It is Breast Cancer Awareness Month. And though I have shared My Story, I feel the need to talk a little more about the repercussions of the disease. I need to express how this disease steals from a woman and steals from her family; and how it alters a person physically, mentally, and emotionally. I want to make aware that these changes are irrevocable. Life is not the same and never is after a breast cancer diagnosis.

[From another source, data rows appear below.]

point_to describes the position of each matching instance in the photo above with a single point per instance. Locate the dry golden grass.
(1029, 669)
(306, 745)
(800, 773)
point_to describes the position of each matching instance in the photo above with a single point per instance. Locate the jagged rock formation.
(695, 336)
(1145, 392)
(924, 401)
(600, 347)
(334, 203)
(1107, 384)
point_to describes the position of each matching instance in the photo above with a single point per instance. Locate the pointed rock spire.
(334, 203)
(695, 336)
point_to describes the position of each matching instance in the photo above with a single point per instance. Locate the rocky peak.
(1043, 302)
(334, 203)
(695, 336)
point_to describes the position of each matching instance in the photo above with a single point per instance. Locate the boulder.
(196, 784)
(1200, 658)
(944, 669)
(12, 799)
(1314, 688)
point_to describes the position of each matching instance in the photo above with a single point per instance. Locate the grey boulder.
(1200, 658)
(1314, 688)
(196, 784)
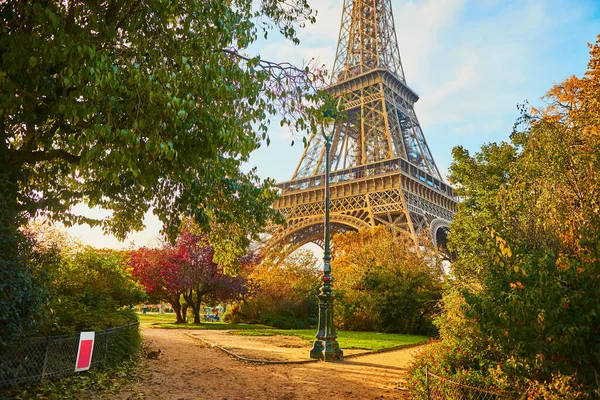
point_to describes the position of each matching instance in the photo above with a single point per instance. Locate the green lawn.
(156, 318)
(347, 340)
(222, 326)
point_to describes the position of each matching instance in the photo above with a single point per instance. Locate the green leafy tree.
(282, 291)
(383, 284)
(91, 290)
(527, 236)
(132, 105)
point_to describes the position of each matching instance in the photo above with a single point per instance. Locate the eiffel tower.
(382, 171)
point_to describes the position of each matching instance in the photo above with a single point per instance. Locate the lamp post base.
(326, 350)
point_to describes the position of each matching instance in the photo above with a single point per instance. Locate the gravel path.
(188, 369)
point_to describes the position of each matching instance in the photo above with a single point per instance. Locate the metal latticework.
(382, 169)
(34, 360)
(439, 388)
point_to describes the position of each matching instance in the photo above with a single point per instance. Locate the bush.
(449, 360)
(282, 293)
(382, 284)
(90, 290)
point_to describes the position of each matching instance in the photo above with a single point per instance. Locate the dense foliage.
(22, 288)
(137, 105)
(90, 290)
(131, 105)
(383, 284)
(187, 272)
(282, 292)
(525, 301)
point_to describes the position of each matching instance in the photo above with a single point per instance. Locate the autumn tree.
(282, 291)
(187, 271)
(133, 105)
(527, 238)
(384, 283)
(159, 272)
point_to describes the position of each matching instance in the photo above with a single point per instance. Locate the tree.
(186, 270)
(129, 105)
(201, 275)
(89, 291)
(383, 283)
(159, 272)
(282, 291)
(527, 236)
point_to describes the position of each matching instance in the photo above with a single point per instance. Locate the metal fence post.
(427, 381)
(106, 334)
(44, 366)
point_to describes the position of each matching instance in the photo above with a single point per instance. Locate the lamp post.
(326, 346)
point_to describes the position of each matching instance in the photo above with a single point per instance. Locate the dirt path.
(187, 369)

On June 2nd, 2015 my life forever changed. I was thrown into a tumultuous journey of screenings, tests, and biopsies to determine a diagnosis. On June 24th, 2015 I lost my breast to cancer. My strength and mobility has since been compromised, and I tire quickly. I live in fear of reoccurrence, and I feel an overwhelming sense of guilt and shame when I get anxious or depressed because I am alive. I am breathing. I am here. I am present. The battle, once diagnosis, treatments, and surgeries are completed, is not over. The battle you now face post-treatment is emotional and psychological, which brings it’s own set of challenges because these battles cannot be seen by others. To some, now that treatment is complete, you should be fine – rebounding quickly and back to your normal self. But what is your normal self? Nothing seems normal after breast cancer; and now there is all this emotional and psychological baggage resulting from the journey that you are carrying around… how and where do you unpack it all?
After being poked, prodded, sliced, stitched, medicated, and further examined you naturally curl into yourself. You naturally pull away and seek a safe place to hide from the reality of what is occurring to you and to your family. It’s okay to do this. I did for the first 8 weeks post-surgery, but I began to drown. I couldn’t get out of the dark place my thoughts were taking me. I couldn’t function. I was paralyzed with fear and post-traumatic stress. And so I sought help. This is key. Women who are going through a breast cancer diagnosis pre-or-post surgery need support. They need comfort; they need a safe place to express their fears; they need empathy and compassion; and they need someone who can understand (and so too, do their family members). And this is where I feel gratitude for the many programs and social groups available to those who are battling this disease. Just to name a couple that aided me, there is Ellicsr, Wellspring, and ReThink Breast Cancer. If you are a stay-at-home mom caring for your child while taking this unexpected and unwelcome journey there is help available. Wellspring offers child-minding (must be pre-arranged) so that you may attend sessions and classes; Nanny Angel Network offers free, in-home childcare for mothers with cancer; and if you are a patient at Princess Margaret Cancer Centre (PMCC) as I was, there is The Magic Castle Daycare, where my own son attended. It was truly a magical place for both my child and myself; offering multiple levels of support and comfort, and allowing me the freedom to attend my appointments, all while providing a safe and nurturing environment for my son to explore and play. These programs are donor-sponsored, and I highly recommend taking advantage of them. They are present for the patient, the caregiver, and the family member; and I could not have successfully travelled this journey without the incredible, compassionate, and free assistance these programs provide. It made the difference for me. Where cancer was stripping aspects of my life away, these programs were nurturing me and my son, and allowing us – me – the time to heal.
Two years post-surgery, and I still draw upon the tools that provide me with support. I blog; I seek advice and/or counsel from my support group; I follow my exercise routine set out by my Kinesiologist; and I colour. Colouring, though not art therapy, is extremely therapeutic. It allows me to switch off my over-active mind and focus on the moment, and I have found that colouring aids in limbering the muscles of my arm and shoulder that were compromised from surgery. Also, colouring is something I can do with my son. It’s a quiet activity that binds us together. It’s little moments that mean so much. And, two years post-surgery, there is still support present for my family – most especially my child. Even now, as my 4yr-old son struggles with the post-traumatic stress of my disease, and the many abrupt changes that he has experienced as a result [in such a short span of time], my Social Worker at PMCC and Alketa at The Magic Castle Daycare are there for me to talk to, providing me with practical information, advice, and tips on how to help my son through this latter phase of the journey.
So life is never the same. The quality of life is different, and there is an ever-present fear of reoccurrence that subsides but never vanishes. There are battle scars – some visible and some which cannot be seen – but there is still life. And the awareness of that is what I want to place importance on. And so this disease will steal from a woman and from her family, and though the changes are irrevocable, it cannot steal love. There is kindness. There is compassion. There is empathy. There is support. But most importantly, there is love.